In order to benefit from all the variants of the algorithm, I propose to introduce both first_min_element and last_min_element, and their counterparts first_max_element and last_max_element. Then I also propose all the variants algorithms: first_min_last_max_element and last_min_first_max_element, which perform only at most 3n/2 comparisons, and only a single pass on the input. In fact, it can be proven that computing minmax requires at least 3(n/2)-2 comparisons in any instance of the problem (Cormen, Leiserson, Rivest, 2nd edition, section 9.1). The implementation I give does not perform unnecessary comparisons (whose result could have been computed by transitivity from previous comparisons).

It appears that first_min_last_max_element may be just a tad slower than first_min_element alone, still much less than first_min_element and last_max_element called separately. [2]

Why algorithms and not accumulators?

The minmax algorithms are useful in computing the extent of a range. In computer graphics, we need a bounding box of a set of objects. In that case the need for a single pass is even more stringent as all three directions must be done at once. Food for thoughts: there is matter for a nice generic programming library with stackable update_min and update_max function objects which store a reference to the min_resultand max_result variables, in conjunction with the for_each algorithm).

I believe many standard sequential algorithms could be reformulated with accumulators (and many others, such as in statistics, expectation / variance / etc.). It seems that there is room for another library, but I do not see it competing with minmax, rather extending several algorithms (including minmax) to the accumulator framework. However, I felt it is beyond the scope of this library to provide such accumulators.

This first/last is a perfect application for a policy-based design.

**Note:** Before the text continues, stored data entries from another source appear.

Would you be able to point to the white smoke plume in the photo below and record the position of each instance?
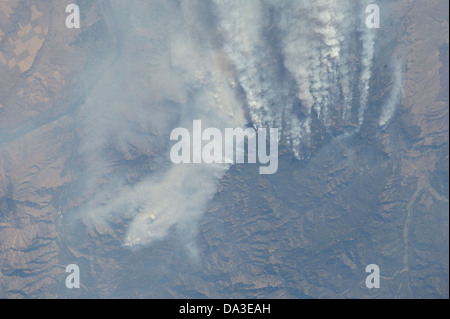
(389, 107)
(295, 61)
(319, 42)
(165, 56)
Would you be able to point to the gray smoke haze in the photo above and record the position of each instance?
(166, 74)
(283, 63)
(389, 107)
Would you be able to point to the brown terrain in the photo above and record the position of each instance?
(269, 249)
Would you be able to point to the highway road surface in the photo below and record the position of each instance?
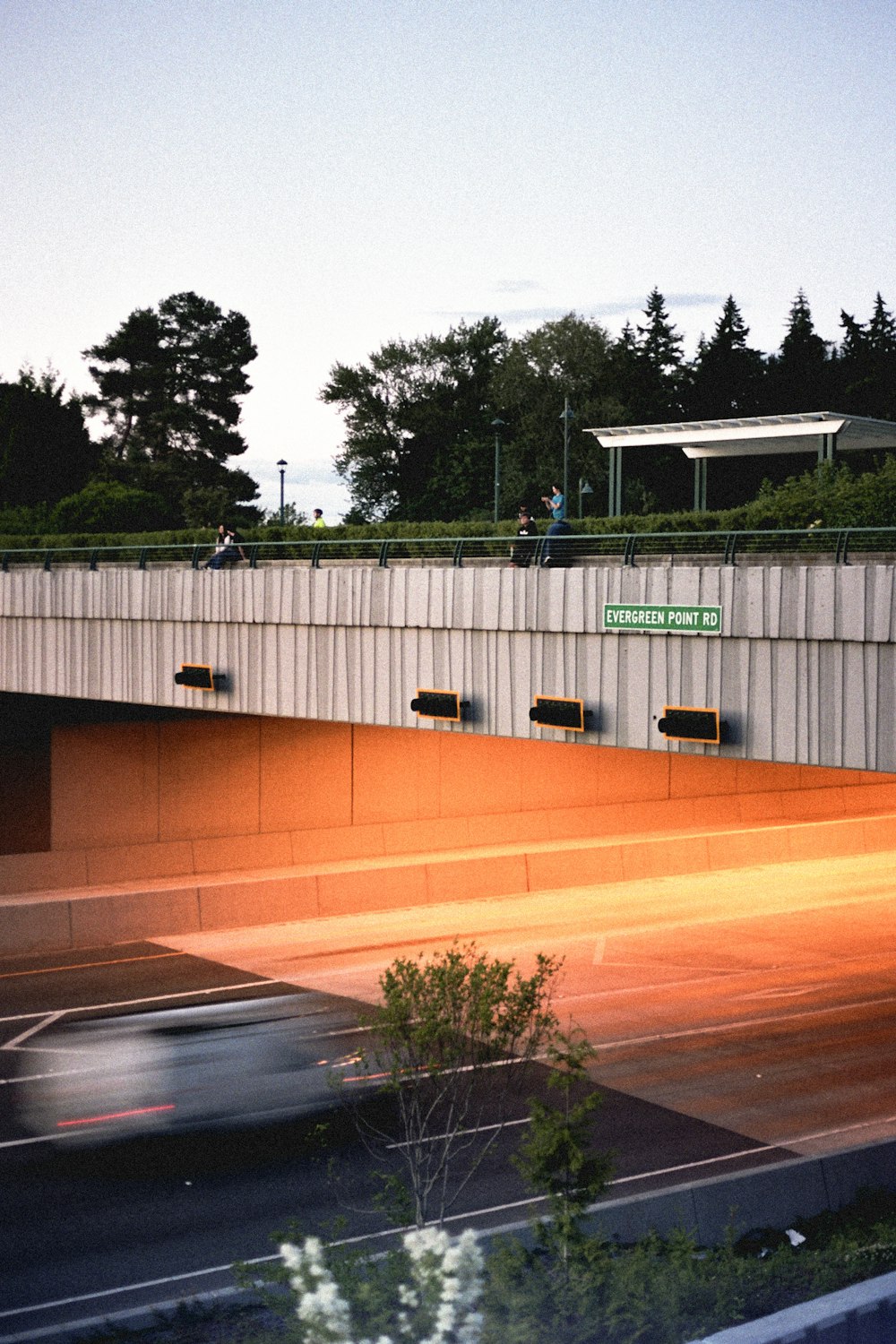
(737, 1018)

True, and I could have gone that way, with the default policy for min_element and max_element to pick the first occurence of the result. This would have thinned the number of combinations of the minmax_element variants. But it would also have meant to change the interface of boost::minmax_element. One of the goals of the minmax_element algorithm is its eventual addition to the C++ standard, in connection with std::min_element and std::max_element (and I feel that it would be quite natural given the shortness of the implementation, and the not quite trivial detail which is needed to get it right). So changing the interface by adding policies would have meant unfortunately to depart from the standard and created an obstacle towards that goal. Besides, the code remains rather readable and simple without policies. So I am quite happy to keep it like this.

About performance

Acknowledgements

Generic: Min and Max Redivivus, by Andrei Alexandrescu Dr. Dobbs, April 2001

My students in CS903 (Polytechnic Univ., http://photon.poly.edu/~hbr/cs903/) who had minmax_element as an assignment helped clarify the issues, and also come up with the optimum number of comparisons for first_min_last_max_element. The identification of the issue surrounding max_element is solely my own.

One minmax_element implementation, which performs 3(n/2)+O(log n) comparisons on the average when the elements are random_shuffled, was suggested by my student Marc Glisse. The current one, which performs 3(n/2)+1 comparisons in the worst case, was suggested by John Iacono.

Finally, Matthew Wilson and Jeremy Siek contributed pre-review comments, while Gennadiy Rozental, John Maddock, Craig Henderson, Gary Powell participated in the review of the library, managed by Thomas Witt. In particular, Gennadiy suggested a factorization of the code; while I haven't followed it all the way, his suggestions do make the code more readable and still work with older compilers. Late after the review, as I finally scrounged to add the library for a release, Eric Niebler noted the bad behavior of std::pair for minmax and suggested to use Boost.tuple instead. All my thanks for the excellent advice and reviews from all.